Tarafların gerçekleşen sosyal ve ekonomik durumlarına, nafakanın niteliğine, günün ekonomik koşullarına ve davalının gelirine göre, takdir edilen tedbir nafakası miktarı hak ve mesafeye uygun olmayacak şekilde düşüktür. Tedbir nafakasının miktarının tayin edilmesinde davalının geliri ve tarafların birlikte yaşadıkları sırada davalının alıştırdığı geçim şartlarının dikkate alınması gerekir. TMK’nın 176/4. maddesine göre; tarafların mali durumlarının değişmesi veya hakkaniyetin gerektirdiği hallerde iradın arttırılması veya azaltılmasına karar verilebilir.

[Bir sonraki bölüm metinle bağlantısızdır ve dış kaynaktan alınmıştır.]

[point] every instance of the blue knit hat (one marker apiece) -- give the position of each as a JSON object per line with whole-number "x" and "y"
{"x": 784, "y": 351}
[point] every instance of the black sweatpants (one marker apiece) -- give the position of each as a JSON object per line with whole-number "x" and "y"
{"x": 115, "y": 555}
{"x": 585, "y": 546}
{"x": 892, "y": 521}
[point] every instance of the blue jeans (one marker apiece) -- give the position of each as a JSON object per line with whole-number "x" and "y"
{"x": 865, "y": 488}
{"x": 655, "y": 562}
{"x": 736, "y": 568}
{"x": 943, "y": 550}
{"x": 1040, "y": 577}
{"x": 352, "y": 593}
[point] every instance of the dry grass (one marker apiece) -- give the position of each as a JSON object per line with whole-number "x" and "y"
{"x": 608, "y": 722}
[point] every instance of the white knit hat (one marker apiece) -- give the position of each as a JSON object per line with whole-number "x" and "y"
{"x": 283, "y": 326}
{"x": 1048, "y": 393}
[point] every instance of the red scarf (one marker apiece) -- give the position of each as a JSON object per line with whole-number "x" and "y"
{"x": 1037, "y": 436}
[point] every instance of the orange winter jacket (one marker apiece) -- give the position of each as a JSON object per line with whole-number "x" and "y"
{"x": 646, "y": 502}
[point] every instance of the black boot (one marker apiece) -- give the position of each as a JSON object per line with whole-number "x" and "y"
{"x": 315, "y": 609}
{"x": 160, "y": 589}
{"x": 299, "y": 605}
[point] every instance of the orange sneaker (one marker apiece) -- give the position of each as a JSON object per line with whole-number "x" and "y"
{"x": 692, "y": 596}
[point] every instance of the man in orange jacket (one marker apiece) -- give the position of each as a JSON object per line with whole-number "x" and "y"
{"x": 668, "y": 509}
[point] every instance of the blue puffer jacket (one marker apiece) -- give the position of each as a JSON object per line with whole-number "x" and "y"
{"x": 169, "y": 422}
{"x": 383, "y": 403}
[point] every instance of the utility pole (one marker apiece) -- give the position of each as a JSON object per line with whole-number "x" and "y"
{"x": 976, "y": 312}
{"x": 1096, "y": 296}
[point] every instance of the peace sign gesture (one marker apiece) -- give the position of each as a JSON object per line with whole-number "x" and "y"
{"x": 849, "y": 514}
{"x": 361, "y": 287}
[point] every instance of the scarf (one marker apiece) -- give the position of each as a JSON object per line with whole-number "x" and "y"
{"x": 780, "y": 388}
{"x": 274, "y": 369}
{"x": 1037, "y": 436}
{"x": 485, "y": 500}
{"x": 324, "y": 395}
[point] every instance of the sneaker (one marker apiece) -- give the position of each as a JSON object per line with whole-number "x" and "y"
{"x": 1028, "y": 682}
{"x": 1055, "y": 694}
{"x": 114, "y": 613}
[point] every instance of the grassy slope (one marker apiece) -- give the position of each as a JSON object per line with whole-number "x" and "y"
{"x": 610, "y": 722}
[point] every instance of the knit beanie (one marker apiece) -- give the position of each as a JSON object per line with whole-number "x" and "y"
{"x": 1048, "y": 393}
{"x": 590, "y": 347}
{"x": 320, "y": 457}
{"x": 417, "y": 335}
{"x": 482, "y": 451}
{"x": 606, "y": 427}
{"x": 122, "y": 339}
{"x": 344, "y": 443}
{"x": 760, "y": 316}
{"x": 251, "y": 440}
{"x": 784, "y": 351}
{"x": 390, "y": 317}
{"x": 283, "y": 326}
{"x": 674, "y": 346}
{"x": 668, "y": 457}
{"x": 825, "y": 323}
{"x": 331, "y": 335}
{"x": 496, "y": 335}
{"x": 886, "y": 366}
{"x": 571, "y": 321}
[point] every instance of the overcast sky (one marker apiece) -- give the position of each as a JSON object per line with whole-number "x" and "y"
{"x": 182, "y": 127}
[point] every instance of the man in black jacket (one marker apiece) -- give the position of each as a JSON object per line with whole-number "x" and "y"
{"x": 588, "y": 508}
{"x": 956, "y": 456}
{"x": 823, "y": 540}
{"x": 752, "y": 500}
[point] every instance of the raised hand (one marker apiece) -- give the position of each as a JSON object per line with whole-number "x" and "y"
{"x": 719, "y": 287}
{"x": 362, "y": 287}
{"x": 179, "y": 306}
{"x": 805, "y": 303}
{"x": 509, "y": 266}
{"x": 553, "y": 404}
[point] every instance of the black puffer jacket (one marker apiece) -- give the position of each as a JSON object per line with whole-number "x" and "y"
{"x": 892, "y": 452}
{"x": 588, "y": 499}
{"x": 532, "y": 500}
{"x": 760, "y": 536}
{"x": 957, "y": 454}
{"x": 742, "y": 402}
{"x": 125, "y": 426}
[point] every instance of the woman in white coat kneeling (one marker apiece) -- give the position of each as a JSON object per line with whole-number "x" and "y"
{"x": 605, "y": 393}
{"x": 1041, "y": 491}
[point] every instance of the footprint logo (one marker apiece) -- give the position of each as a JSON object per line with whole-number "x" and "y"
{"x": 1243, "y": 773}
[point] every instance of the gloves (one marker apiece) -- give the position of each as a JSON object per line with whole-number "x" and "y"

İradın arttırılması veya azaltılması için ya tarafların mali durumlarının değişmesi veya hakkaniyetin bunu zorunlu kılması gerekmektedir. Bu doğrultuda nafaka alacaklısı davacının ihtiyaçları ile nafaka yükümlüsü davalının gelir durumunda, nafakanın takdir edildiği tarihe göre olağanüstü bir değişiklik olmadığı takdirde; yoksulluk nafakası TÜİK’in yayınladığı ÜFE oranında artırılmalı ve böylece taraflar arasında önceki nafaka takdirinde sağlanan denge korunmalıdır.
Nafaka Artırım Davasında Zamanaşımı
Nafaka artırım talebinde bulunabilmek için herhangi bir zamanaşımı veya hak düşürücü süre öngörülmemiştir. Nafaka devam ettiği sürece nafaka alacaklısı değişen koşullar ve haklı gerekçelerin varlığı halinde her zaman nafaka artırım davasını açabilir. Kişilerin mali durumları her zaman değişiklik gösterebilir Bu nedenle bir zamanaşımı süresi gerekli görülmemiştir.
Nafaka Artırım Davasında Yargılama Usulü
Aile mahkemesinin, nafakanın artırılması yönünde karar verebilmesi için nafaka artırım dava açılması gerekmektedir. Nafakasının artırılması talebiyle açılan dava basit yargılama usulüne tabidir.
Basit yargılama usulünde dava aşaması; dava dilekçesi ve cevap dilekçesinden ibarettir. Yani tarafların birer dilekçe sunma hakkı vardır. Basit yargılama usulü, daha çabuk sonuçlanması gereken, kısa bir incelemeye ihtiyaç duyulan bir yargılama usulüdür.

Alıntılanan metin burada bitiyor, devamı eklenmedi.